In respect of  PPF contributions there is no ceiling on the deduction under the Income Tax Act however there is a ceiling as per PPF rules.  You can not contribute more than Rs. 70000 in a single account in a financial year. Moreover  you cannot open a PPF account in the name of HUF after May 2005, however as per the provisions of the income tax act, the HUF can still claim deduction in respect of contributions made to the accounts maintained in the name of any member of the HUF.  You can claim deductions in respect of PPF contributions made towards your spouse as well as for your child. Let me bring to your notice that only PPF contribution is the items of pure investments where a parent can claim deductions in respect of  money deposited in the PFF account of your child and spouse. Since gift to your child is exempt and the clubbing provisions will not have impact as the interest on PPF account is exempt, By contributing to PPF account of your child you can help him build a corpus and save taxes at the same time.

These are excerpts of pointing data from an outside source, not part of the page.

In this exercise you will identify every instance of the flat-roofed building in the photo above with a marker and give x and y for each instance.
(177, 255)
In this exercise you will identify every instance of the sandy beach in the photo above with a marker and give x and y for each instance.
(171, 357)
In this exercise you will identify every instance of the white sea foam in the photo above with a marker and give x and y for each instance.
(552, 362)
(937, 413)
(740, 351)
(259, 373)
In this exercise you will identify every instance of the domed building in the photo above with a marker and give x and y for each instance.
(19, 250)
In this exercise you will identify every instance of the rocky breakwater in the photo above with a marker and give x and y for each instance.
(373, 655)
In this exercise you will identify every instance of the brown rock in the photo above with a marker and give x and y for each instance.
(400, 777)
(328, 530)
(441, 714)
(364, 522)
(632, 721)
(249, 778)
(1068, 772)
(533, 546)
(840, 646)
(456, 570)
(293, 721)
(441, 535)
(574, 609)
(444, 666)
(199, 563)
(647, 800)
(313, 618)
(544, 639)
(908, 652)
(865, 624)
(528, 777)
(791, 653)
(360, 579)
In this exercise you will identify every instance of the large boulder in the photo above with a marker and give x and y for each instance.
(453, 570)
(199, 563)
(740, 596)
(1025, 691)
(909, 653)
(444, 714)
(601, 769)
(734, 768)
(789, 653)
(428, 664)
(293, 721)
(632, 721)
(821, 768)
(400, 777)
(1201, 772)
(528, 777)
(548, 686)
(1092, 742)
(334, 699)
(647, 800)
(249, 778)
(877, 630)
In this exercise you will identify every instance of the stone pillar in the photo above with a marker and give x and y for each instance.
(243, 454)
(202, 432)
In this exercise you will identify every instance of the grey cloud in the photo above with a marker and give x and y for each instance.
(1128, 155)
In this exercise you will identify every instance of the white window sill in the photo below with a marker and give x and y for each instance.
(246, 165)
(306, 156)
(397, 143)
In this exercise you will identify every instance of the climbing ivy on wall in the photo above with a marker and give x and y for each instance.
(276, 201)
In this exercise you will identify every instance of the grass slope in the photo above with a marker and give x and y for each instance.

Deposits under Senior Citizen Scheme:
Those who have completed 60 years of age, can claim deduction under 80C under Senior Citizen Deposit Scheme.   Moreover these deposits have to be maintained for a period of five year but if you withdraw the deposit before this period, the amount  withdrawn shall become taxable in the year of withdrawal in case deduction in respect of same has been claimed earlier. However any money received by the nominee or legal heirs on closure of the account due to death of the account holder shall not be taxed when received.

ELSS contributions:
Contribution of ELSS( Equity Linked Saving Schemes) of Mutual Funds, popularly known as tax saving schemes, have gained popularity since these have given better returns in line with the overall returns on investments in equity. Contributions  to these ELSS schemes have a restriction as to holding period of three years. This is the shortest holding period in respect of pure saving based investments qualifying for deduction under Section 80C. In case you sell the units acquired under ELSS before completion of three years, the deduction claimed earlier will become taxable in the year of withdrawal.
In case the investment was made through Systematic Investment Plan, this limit of three years will apply to each contribution.

I hope restrictions applicable have become clear to you in respect of whom you can claim deductions under Section 80C. Besides, you have also understood the importance of holding period of the asset in respect of which you plan to avail the deduction in your tax returns.